Le système d’enchères facebook est probablement la chose la moins comprise – et la plus déterminante – de toute la publicité sur Meta. Pas parce que c’est incompréhensible. Parce que personne ne prend le temps de l’expliquer sans jargon inutile. Joseph Daniaux, consultant spécialisé Facebook Ads chez Neomedia.io et animateur du podcast No Pay No Play, l’a fait dans un épisode qui méritait qu’on en tire quelque chose de plus durable qu’un épisode de 33 minutes.
Tu t’es déjà demandé pourquoi tu vois une pub Nike dans ton fil alors que tu n’as jamais rien acheté chez eux ? Ou inversement, pourquoi une petite marque locale que tu ne connais pas arrive à te toucher deux fois en 48h ? Ce n’est pas le fruit du hasard. Ce n’est pas non plus uniquement une question de budget. C’est le résultat d’un algorithme qui prend des décisions en quelques millièmes de secondes – des milliards de fois par jour.

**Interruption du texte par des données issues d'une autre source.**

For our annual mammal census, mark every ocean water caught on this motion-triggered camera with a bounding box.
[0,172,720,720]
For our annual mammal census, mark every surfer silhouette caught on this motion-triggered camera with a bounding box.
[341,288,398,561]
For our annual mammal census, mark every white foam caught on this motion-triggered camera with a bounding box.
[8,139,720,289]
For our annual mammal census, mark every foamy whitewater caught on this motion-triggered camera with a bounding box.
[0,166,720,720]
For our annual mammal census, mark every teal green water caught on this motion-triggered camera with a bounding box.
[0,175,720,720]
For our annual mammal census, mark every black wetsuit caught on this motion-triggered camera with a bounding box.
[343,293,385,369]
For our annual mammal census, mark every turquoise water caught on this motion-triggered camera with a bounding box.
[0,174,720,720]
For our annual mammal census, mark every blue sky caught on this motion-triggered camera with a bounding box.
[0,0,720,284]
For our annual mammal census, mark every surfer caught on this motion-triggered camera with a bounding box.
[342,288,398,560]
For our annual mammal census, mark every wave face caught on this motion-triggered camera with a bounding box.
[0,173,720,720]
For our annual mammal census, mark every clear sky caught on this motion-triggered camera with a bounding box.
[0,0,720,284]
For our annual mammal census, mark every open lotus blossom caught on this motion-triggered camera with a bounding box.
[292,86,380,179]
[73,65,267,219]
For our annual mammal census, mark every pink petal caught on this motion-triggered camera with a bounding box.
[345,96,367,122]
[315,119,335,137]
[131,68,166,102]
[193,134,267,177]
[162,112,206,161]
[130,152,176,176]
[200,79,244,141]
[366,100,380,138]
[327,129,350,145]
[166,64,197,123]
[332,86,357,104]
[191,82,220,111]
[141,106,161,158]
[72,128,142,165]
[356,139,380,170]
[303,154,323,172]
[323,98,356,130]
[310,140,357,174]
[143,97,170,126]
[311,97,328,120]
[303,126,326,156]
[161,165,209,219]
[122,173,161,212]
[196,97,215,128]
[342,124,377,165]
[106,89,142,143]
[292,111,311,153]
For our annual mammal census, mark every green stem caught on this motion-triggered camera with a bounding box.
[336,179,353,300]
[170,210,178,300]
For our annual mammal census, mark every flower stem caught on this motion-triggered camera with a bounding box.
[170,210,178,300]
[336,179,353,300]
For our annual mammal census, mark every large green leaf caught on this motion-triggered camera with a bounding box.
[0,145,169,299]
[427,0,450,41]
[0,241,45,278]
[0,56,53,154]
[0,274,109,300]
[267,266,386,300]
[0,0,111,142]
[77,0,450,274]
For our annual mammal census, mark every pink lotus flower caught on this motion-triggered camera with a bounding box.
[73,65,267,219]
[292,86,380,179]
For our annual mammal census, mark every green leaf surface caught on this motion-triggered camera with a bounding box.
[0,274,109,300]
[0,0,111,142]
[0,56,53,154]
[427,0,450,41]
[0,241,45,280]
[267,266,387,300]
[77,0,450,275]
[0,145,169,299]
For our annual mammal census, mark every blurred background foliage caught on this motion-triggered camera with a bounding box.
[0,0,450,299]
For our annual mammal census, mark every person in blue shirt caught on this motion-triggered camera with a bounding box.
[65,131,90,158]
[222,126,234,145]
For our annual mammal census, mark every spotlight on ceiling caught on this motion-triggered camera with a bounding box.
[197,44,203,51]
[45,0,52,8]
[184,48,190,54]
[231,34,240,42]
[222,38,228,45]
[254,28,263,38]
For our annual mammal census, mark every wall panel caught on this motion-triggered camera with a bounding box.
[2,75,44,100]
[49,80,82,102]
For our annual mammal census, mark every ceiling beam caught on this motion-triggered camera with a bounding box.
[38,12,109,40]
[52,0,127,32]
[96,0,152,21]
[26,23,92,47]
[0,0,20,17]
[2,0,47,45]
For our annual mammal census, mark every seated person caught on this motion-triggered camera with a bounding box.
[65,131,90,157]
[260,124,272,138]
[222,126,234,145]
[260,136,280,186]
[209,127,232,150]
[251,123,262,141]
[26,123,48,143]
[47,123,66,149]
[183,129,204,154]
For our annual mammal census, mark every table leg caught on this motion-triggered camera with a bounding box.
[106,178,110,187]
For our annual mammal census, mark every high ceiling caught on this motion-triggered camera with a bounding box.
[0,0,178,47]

Ce que j’ai trouvé intéressant dans l’approche de Joseph, c’est qu’il part du point de vue de l’utilisateur avant de parler à l’annonceur. Et ça change tout à la façon dont on comprend la mécanique.
Pourquoi le système d’enchères facebook existe vraiment
Facebook a deux maîtres à satisfaire en même temps. D’un côté, 2,45 milliards d’utilisateurs mensuels qui veulent scroller sans souffrir. De l’autre, des annonceurs qui ont mis de l’argent et qui veulent des résultats. Ces deux objectifs sont en tension permanente – et le système d’enchères est la façon dont Facebook gère cette tension.
Sans système d’arbitrage, la logique de base serait simple : celui qui paie le plus gagne. Nike diffuse partout. La PME bretonne qui vend des conserves artisanales ne voit jamais la lumière. Et les utilisateurs se retrouvent noyés sous des publicités génériques achetées par les plus grosses enveloppes marketing de la planète.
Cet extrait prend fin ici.